The XX Factor: What women really think.



  • The Life That Might Have Been


    Etan Patz vanished from the streets of New York City 30 years ago this month. He is not living in an alternative universe as a 36-year-old man who grew up on Prince Street in Soho, the middle child of a school teacher and a photographer who then went to Brown or Reed and became a journalist or documentary maker married to his college sweetheart with a 7-year-old little girl and a boy, nearly 5. He doesn't live in Tribeca near his wife's former office at the Department of Homeless Services. The man Etan would have been, if a very bad person hadn't stolen his future, doesn't exist. The 6-year-old tow head did not grow into a handsome sandy-haired man with an open smile. Along with his parents, Stan and Julie Patz, who weathered an unspeakable loss, the world was robbed of an independent spirit full of curiosity and joy.

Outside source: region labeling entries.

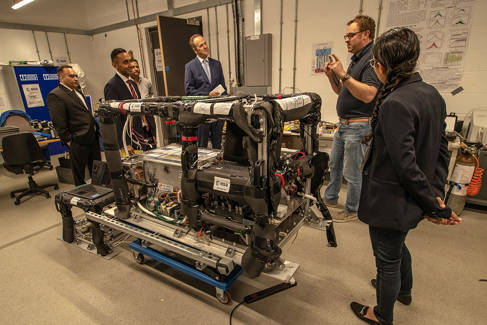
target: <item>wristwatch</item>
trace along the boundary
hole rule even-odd
[[[352,78],[352,76],[347,73],[341,80],[343,83],[345,83],[345,81],[347,81],[350,78]]]

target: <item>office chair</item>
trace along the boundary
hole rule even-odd
[[[15,174],[29,174],[29,188],[15,190],[10,192],[10,197],[15,198],[15,205],[20,204],[20,199],[28,194],[44,195],[50,198],[51,195],[44,188],[54,186],[59,188],[58,184],[37,185],[32,176],[41,168],[47,167],[52,169],[52,165],[44,158],[42,151],[37,143],[36,138],[30,132],[21,132],[5,136],[2,139],[3,148],[3,166],[8,171]],[[19,195],[15,195],[20,193]]]

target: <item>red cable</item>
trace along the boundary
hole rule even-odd
[[[282,176],[279,173],[275,173],[275,175],[281,179],[281,188],[284,188],[284,183],[285,183],[284,182],[284,176]]]
[[[484,169],[480,168],[479,166],[479,159],[475,156],[473,156],[475,160],[477,161],[477,167],[475,167],[475,170],[473,172],[472,180],[470,181],[470,184],[467,186],[467,195],[468,196],[475,196],[479,194],[480,189],[482,188],[482,175],[484,173]]]
[[[302,157],[297,158],[296,156],[297,156],[297,155],[299,155],[299,154],[301,154],[301,156],[302,156]],[[296,152],[296,154],[294,155],[294,157],[293,157],[293,158],[294,158],[295,160],[298,160],[298,159],[301,159],[301,158],[304,158],[304,157],[306,157],[306,154],[305,154],[304,152],[300,151],[300,152]]]

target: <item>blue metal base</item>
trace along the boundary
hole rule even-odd
[[[219,288],[224,291],[227,291],[228,288],[230,288],[230,286],[233,284],[233,282],[240,276],[240,274],[242,274],[242,268],[239,265],[236,265],[235,269],[232,271],[232,273],[230,273],[226,281],[217,281],[212,277],[210,277],[209,275],[201,271],[198,271],[195,268],[192,268],[184,263],[181,263],[173,258],[170,258],[150,247],[142,246],[140,239],[131,242],[129,246],[131,249],[141,253],[142,255],[149,256],[150,258],[158,262],[164,263],[172,268],[175,268],[176,270],[182,271],[196,279],[199,279],[215,288]]]

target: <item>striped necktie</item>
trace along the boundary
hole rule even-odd
[[[132,98],[137,99],[137,92],[135,91],[135,82],[133,80],[127,80],[127,84],[129,85],[130,93],[132,94]]]

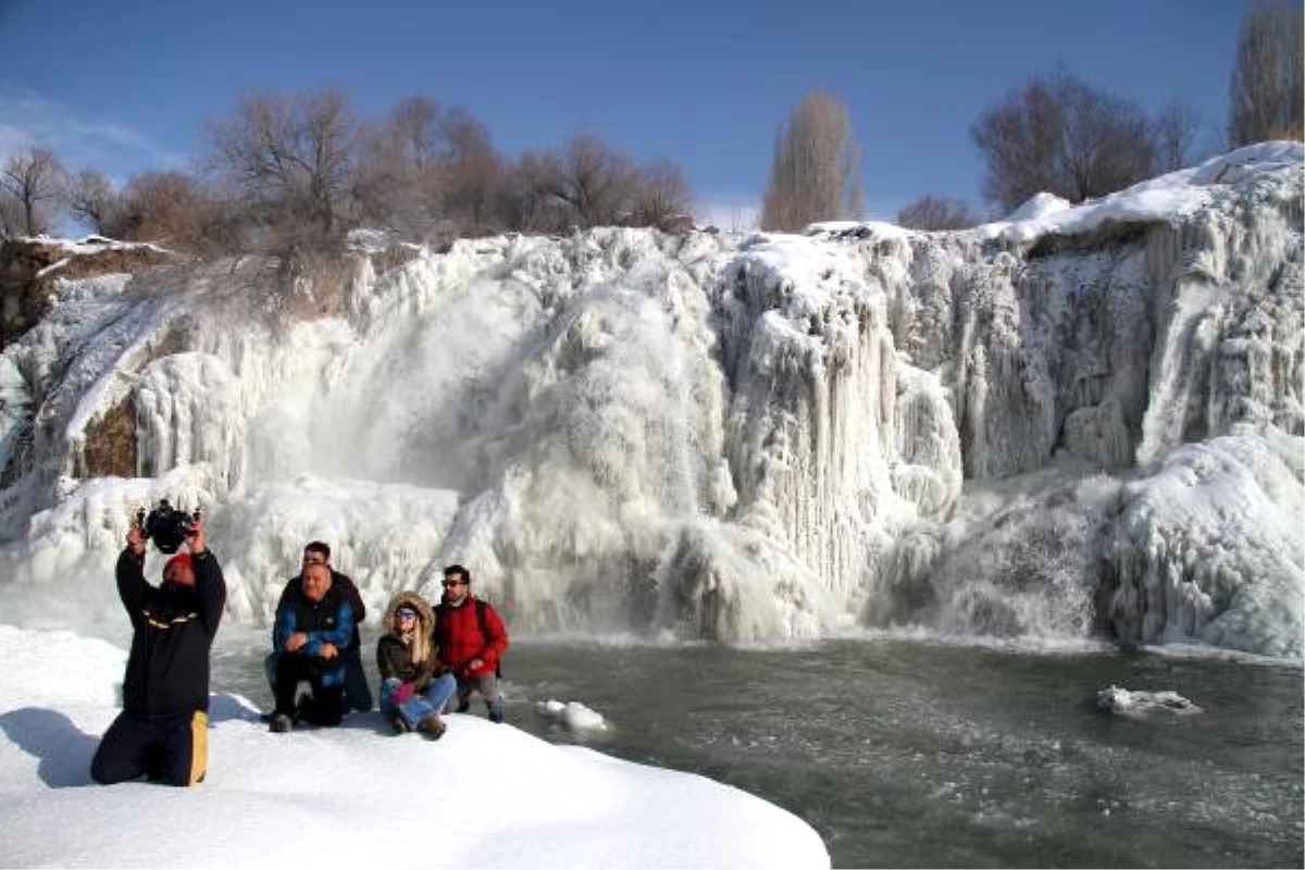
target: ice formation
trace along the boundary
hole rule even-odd
[[[240,262],[60,282],[0,355],[0,595],[103,586],[168,496],[249,622],[320,537],[523,631],[1305,656],[1302,196],[1266,143],[962,232],[372,233],[317,317]]]

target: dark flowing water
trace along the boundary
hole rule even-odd
[[[260,661],[219,640],[215,690],[266,703]],[[505,678],[512,724],[758,794],[820,831],[840,870],[1305,867],[1300,668],[907,640],[517,642]],[[1112,683],[1203,712],[1101,713]],[[559,729],[534,711],[549,698],[611,730]]]

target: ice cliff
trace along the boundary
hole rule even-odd
[[[103,587],[167,496],[252,622],[321,537],[376,605],[463,562],[518,631],[1305,656],[1302,203],[1266,143],[963,232],[60,280],[0,355],[0,596]]]

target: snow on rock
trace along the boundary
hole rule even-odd
[[[1111,686],[1096,693],[1096,708],[1116,716],[1141,719],[1152,713],[1190,716],[1202,712],[1176,691],[1139,691]]]
[[[187,867],[290,867],[321,854],[450,870],[830,863],[810,826],[752,794],[458,713],[437,743],[392,736],[380,713],[273,734],[249,702],[217,694],[201,785],[97,787],[90,759],[117,713],[124,653],[0,626],[0,657],[5,866],[138,867],[142,848],[179,836]],[[454,787],[468,800],[449,806]],[[432,806],[446,822],[432,823]],[[52,835],[56,819],[76,819],[76,835]]]
[[[253,622],[311,535],[377,600],[470,565],[526,631],[1305,655],[1302,201],[1278,142],[950,233],[356,233],[281,325],[245,263],[65,282],[0,355],[0,595],[103,574],[85,500],[193,467]],[[128,403],[115,497],[86,440]]]
[[[578,700],[561,702],[555,698],[540,700],[535,712],[574,732],[607,730],[607,719]]]

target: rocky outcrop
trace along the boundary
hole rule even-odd
[[[35,325],[50,309],[56,279],[136,273],[174,258],[146,244],[89,236],[80,243],[5,239],[0,243],[0,348]]]

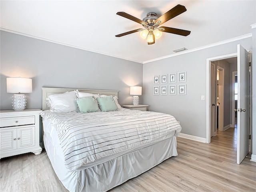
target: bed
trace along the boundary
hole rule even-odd
[[[57,176],[70,192],[107,191],[178,155],[181,127],[170,115],[122,108],[118,91],[42,90],[44,144]],[[78,112],[52,110],[49,98],[75,91]],[[89,99],[83,96],[87,94],[103,111],[79,112],[84,110],[78,101]],[[117,109],[105,110],[107,105],[101,102],[107,99]]]

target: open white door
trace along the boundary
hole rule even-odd
[[[249,152],[250,76],[249,53],[237,45],[237,148],[236,163],[240,164]],[[235,109],[236,110],[236,109]]]

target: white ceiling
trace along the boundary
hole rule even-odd
[[[142,20],[178,4],[187,11],[162,26],[190,30],[188,36],[163,33],[151,45],[139,32],[115,36],[142,26],[117,12]],[[0,6],[2,30],[142,63],[251,33],[256,23],[255,0],[1,0]]]

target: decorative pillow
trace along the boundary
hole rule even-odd
[[[107,95],[100,95],[100,97],[107,97],[108,96]],[[115,101],[115,102],[116,102],[116,106],[117,106],[117,107],[118,108],[118,110],[120,110],[122,109],[123,108],[122,107],[122,106],[121,106],[118,103],[118,98],[116,96],[115,96],[113,97],[113,98],[114,99],[114,100]]]
[[[102,111],[116,111],[118,109],[112,95],[98,97],[96,99]]]
[[[92,94],[89,93],[79,92],[79,91],[78,90],[76,90],[75,91],[76,92],[76,96],[78,98],[80,98],[80,97],[90,97],[91,96],[94,96],[95,98],[97,98],[100,96],[98,94]]]
[[[86,113],[100,111],[94,96],[77,98],[76,103],[80,113]]]
[[[123,108],[118,103],[118,98],[116,96],[115,96],[113,98],[114,99],[114,100],[115,101],[115,102],[116,102],[116,104],[117,107],[118,108],[118,110],[120,110],[120,109],[122,109]]]
[[[46,98],[46,103],[51,112],[58,113],[78,111],[76,102],[76,95],[74,91],[54,94]]]

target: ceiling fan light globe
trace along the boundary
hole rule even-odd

    I've written before about After Etan, Lisa Cohen's riveting book on the effect of the boy's disappearance on his family and the community, which is excerpted in New York Magazine this week. Etan was detoured by something terribly evil along the two blocks from his front door to his school bus stop at West Broadway in Soho in 1979 and was never seen again. The primary suspect for Etan's murder (the first-grader's small body was never found), Jose Ramos, currently imprisoned for molesting another child, was not charged for the crime. "Stan and Julie recognized at some indefinable moment that their son was never coming home, no matter what they said, so they stopped saying anything, turning away from the spotlight," Lisa writes. But, as long-serving Manhattan district attorney Robert Morgenthau prepares to retire, the victim's father has renewed demands for Ramos' indictment. With the 30th anniversary of his kidnapping approaching, it's worth reminding ourselves how the child who never grew up changed society's perception of danger to unsupervised children, adding a vigilance and parental fear that was, and sadly remains, all too necessary.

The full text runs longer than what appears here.